How is hot-desking affecting social workers?

Hot-desking is becoming more prevalent as councils attempt to cut millions of pounds from their budgets. But how can social workers survive the experience? Kirsty McGregor reports

Hot-desking is becoming more prevalent as councils attempt to cut millions of pounds from their budgets. But how can social workers survive the experience? Kirsty McGregor reports

Hot-desking: for many social workers, it’s a dreaded concept. Some lament the way it makes them feel, as if they aren’t important enough to have their own space. “Like less of a practitioner,” says Emm, a user of CareSpace, Community Care’s online discussion forum. For others, the drawbacks are more practical. “The worst thing about hot-desking is when you log on and find out the computer has a bug, and you have to waste time trying to get IT to sort it out,” one social worker tells us anonymously.

More employers are reducing the desk-to-staff ratio to save space, and therefore money. A snapshot poll by Community Care earlier this year revealed six out of 10 social workers have to hot-desk. Responding to the results, Helga Pile, Unison’s national officer for social work, said hot-desking “ramped up the stress levels in an already very challenging job”.

But not all social workers resent sharing desk space with colleagues.

“By hot-desking, I have worked with a range of professionals, and my knowledge has expanded significantly,” says JessS on CareSpace. “I am more organised and have more control of my diary.”

The College of Social Work is planning to work with employers on hot-desking best practice later this year. In the meantime, Community Care has some survival tips for social workers who find themselves without a fixed spot in the office.
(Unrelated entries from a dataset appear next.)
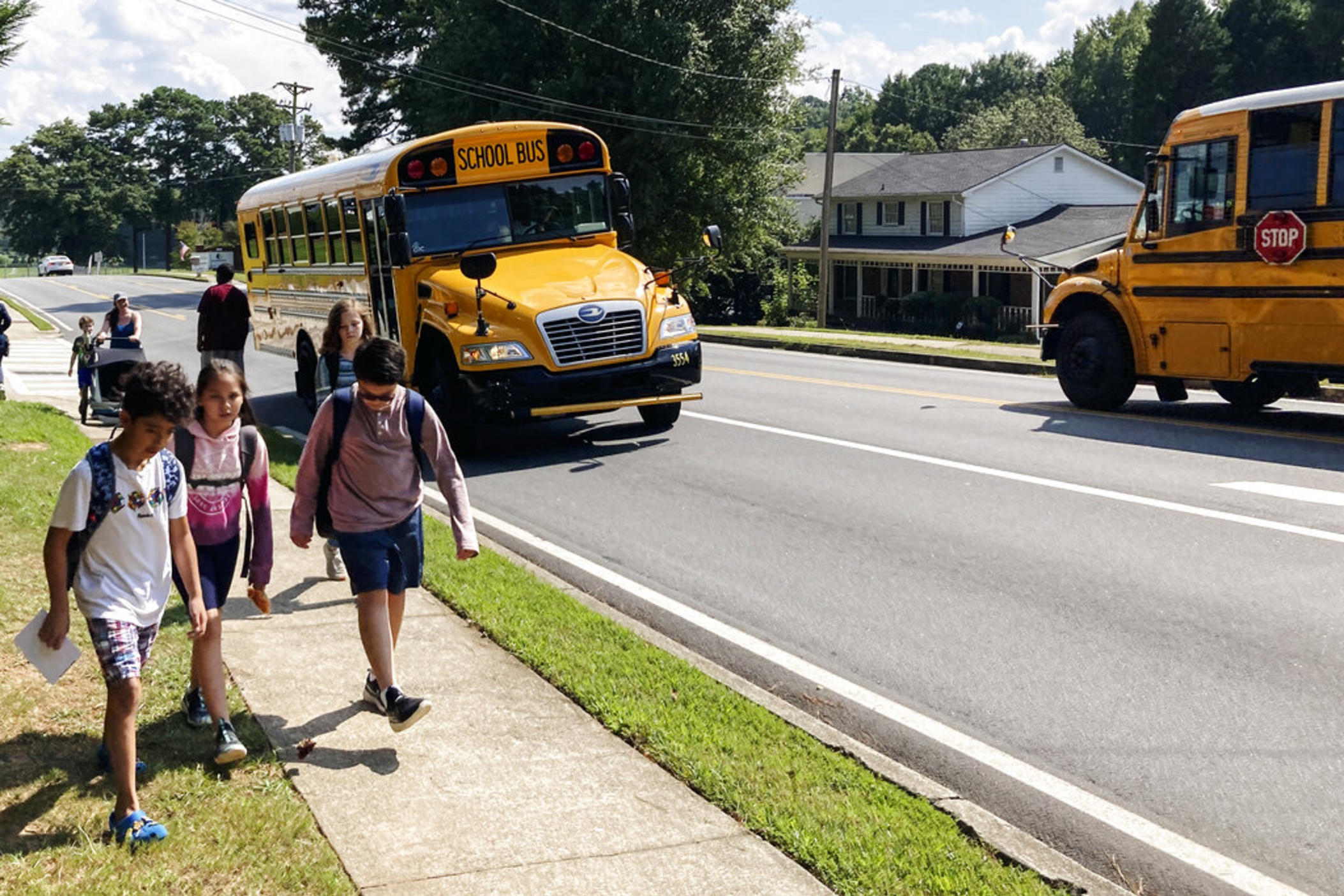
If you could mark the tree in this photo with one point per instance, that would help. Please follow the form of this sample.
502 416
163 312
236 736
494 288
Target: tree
62 191
932 100
1183 65
1266 40
1038 120
1096 77
701 149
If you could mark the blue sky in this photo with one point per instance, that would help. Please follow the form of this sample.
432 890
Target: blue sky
81 54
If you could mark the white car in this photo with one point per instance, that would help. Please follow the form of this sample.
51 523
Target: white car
56 265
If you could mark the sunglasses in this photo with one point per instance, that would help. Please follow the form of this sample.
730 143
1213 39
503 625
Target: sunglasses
378 398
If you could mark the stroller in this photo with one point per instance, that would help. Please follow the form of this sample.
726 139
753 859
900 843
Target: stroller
108 368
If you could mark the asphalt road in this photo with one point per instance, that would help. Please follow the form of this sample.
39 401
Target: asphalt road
1139 605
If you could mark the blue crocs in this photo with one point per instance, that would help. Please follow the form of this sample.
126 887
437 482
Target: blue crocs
105 761
140 826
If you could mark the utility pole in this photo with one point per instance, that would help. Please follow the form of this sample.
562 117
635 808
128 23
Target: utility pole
825 260
295 89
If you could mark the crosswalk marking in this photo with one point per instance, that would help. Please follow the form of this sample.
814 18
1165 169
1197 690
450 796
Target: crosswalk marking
38 367
1290 492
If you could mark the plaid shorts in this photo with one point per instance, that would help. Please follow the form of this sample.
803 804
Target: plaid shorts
123 648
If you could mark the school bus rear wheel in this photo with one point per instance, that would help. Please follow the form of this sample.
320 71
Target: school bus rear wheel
1094 364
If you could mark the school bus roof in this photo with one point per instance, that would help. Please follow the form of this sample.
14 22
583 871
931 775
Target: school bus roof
1268 100
367 174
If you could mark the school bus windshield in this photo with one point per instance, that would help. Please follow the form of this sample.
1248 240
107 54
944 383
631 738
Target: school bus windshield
505 214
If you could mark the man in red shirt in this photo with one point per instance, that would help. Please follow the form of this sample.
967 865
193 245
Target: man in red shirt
222 320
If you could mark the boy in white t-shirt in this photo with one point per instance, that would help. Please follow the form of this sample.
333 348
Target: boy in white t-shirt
132 496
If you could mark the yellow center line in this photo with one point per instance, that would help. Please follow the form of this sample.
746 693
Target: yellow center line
153 311
1030 406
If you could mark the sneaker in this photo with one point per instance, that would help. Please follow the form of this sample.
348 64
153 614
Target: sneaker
229 749
335 566
194 707
373 696
402 711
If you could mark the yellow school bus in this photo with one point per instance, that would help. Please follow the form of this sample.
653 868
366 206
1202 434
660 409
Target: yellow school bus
495 254
1233 269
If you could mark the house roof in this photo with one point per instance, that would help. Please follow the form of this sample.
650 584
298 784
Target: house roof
1047 235
936 172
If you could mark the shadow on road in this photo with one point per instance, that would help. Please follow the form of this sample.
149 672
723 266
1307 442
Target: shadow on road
1272 436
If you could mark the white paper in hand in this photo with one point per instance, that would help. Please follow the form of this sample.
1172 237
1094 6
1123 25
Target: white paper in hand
52 664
● Get to grips with technology. Find out whether you will have a laptop. If so, can it be connected to every desk? Will you have a roaming profile? You should be able to save most of your work on the server. Ideally your laptop should have an easily accessible docking station, which will automatically update the server. If your employer’s IT system does not support your needs, make a case to upgrade it.

● Find out about the telephone system. You may still have a landline number, which you could access by logging in each day. Alternatively, you may be able to arrange to transfer calls to your mobile.

● Explore different spaces. Build good relationships with colleagues in other teams and buildings so you can always find space to work when you need to. Certain tasks, such as confidential telephone conversations with service users or colleagues, require privacy. Find out where to go in these situations. Can you book a meeting room? Or work from home?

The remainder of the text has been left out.